The New York Times (9/18, A22, Pollack) notes that the woman, Jolee Mohr, "died on July 24 at the University of Chicago Medical Center, three weeks after trillions of genetically engineered viruses were injected into her right knee as a test of an experimental treatment for rheumatoid arthritis. The type of virus used as a gene carrier has widely been considered safe and is being used in 35 other trials."

Insurance companies limiting coverage to drugs approved by FDA in order to control costs.

[Source: Health and Life Sciences Daily, Sept. 18, 2007]

The Wall Street Journal (9/18, A1, Anand) reports, "Doctors, particularly oncologists, rely on medicines approved for other diseases to try to save patients for whom all other treatments have failed. But as new medicines come to market at ever-higher prices, insurers are pushing back, limiting coverage of these drugs to only the disease for which they are specifically approved by the Food and Drug Administration -- or for which there is extensive evidence of efficacy in clinical trials." The Journal notes that insurers "have little leverage in negotiating the prices of many specialty drugs because they often extend lives and lack competition." And, according to many insurers, they must "limit use of the most expensive drugs to control healthcare costs, which are surging at a seven percent to eight percent annual rate and continue to outpace inflation." The insurers say it "makes sense" to require "proof that a drug works in a patient's particular disease before doling out tens or hundreds of thousands of dollars." Mohit Ghose, spokesman for America's Health Insurance Plans, an industry trade group, noted, "We're trying to bring new drugs to consumers, but trying to do it with employers getting the best value of every healthcare dollar spent in the system."

CMS report finds states differ widely in spending on healthcare.

[Source: Health and Life Science Daily, September 18, 2007]

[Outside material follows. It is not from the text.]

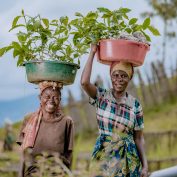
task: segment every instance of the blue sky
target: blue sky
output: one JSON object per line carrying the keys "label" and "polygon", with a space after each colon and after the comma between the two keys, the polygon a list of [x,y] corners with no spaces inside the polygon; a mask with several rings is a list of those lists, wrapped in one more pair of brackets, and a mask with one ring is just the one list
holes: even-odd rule
{"label": "blue sky", "polygon": [[[107,7],[116,9],[120,6],[132,9],[130,17],[139,17],[141,12],[151,10],[146,0],[7,0],[3,1],[0,6],[0,47],[8,45],[12,39],[15,39],[15,33],[9,33],[13,18],[21,13],[24,9],[27,14],[31,16],[41,14],[42,17],[59,18],[60,16],[69,16],[73,18],[74,13],[79,11],[87,13],[97,7]],[[143,19],[140,18],[140,22]],[[162,32],[163,23],[160,19],[153,19],[152,24],[159,28]],[[147,70],[149,63],[155,59],[157,50],[160,50],[162,41],[161,37],[152,37],[151,51],[146,57],[144,66],[141,70]],[[158,45],[155,45],[158,44]],[[72,89],[74,95],[79,96],[78,90],[80,89],[80,76],[86,62],[87,56],[81,59],[81,68],[78,70],[75,84],[67,86],[63,90],[64,96],[67,94],[67,89]],[[12,54],[6,54],[0,58],[0,100],[11,100],[19,97],[28,96],[30,94],[37,94],[37,86],[30,84],[26,80],[25,70],[23,67],[17,68],[16,61],[13,59]],[[109,80],[109,68],[94,62],[92,80],[100,74],[104,80]]]}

The New York Times (9/18, A22, Pear) reports that according to a study appearing in the Web edition of the journal Health Affairs, a huge variation exists "in personal health spending among states, ranging from an average of nearly $6,700 a person in Massachusetts to less than $4,000 in Utah." The study "said that Massachusetts, Maine, New York, Alaska and Connecticut had the highest per capita spending on healthcare in 2004," while the "lowest-spending states were Utah, Arizona, Idaho, New Mexico and Nevada. Per capita spending in Utah was 59 percent of that in Massachusetts." The lead author of the report, Anne B. Martin, an economist at the CMS, "said the reasons for the differences included the age and incomes of the population, the concentration of doctors in a state, the generosity of public programs, the extent of private health-insurance coverage, and the mix of services used by state residents." The AP (9/18, Schmid) notes, "Nationally, per capita health spending increased on average 6.3 percent per year from 1998 to 2004, the report said."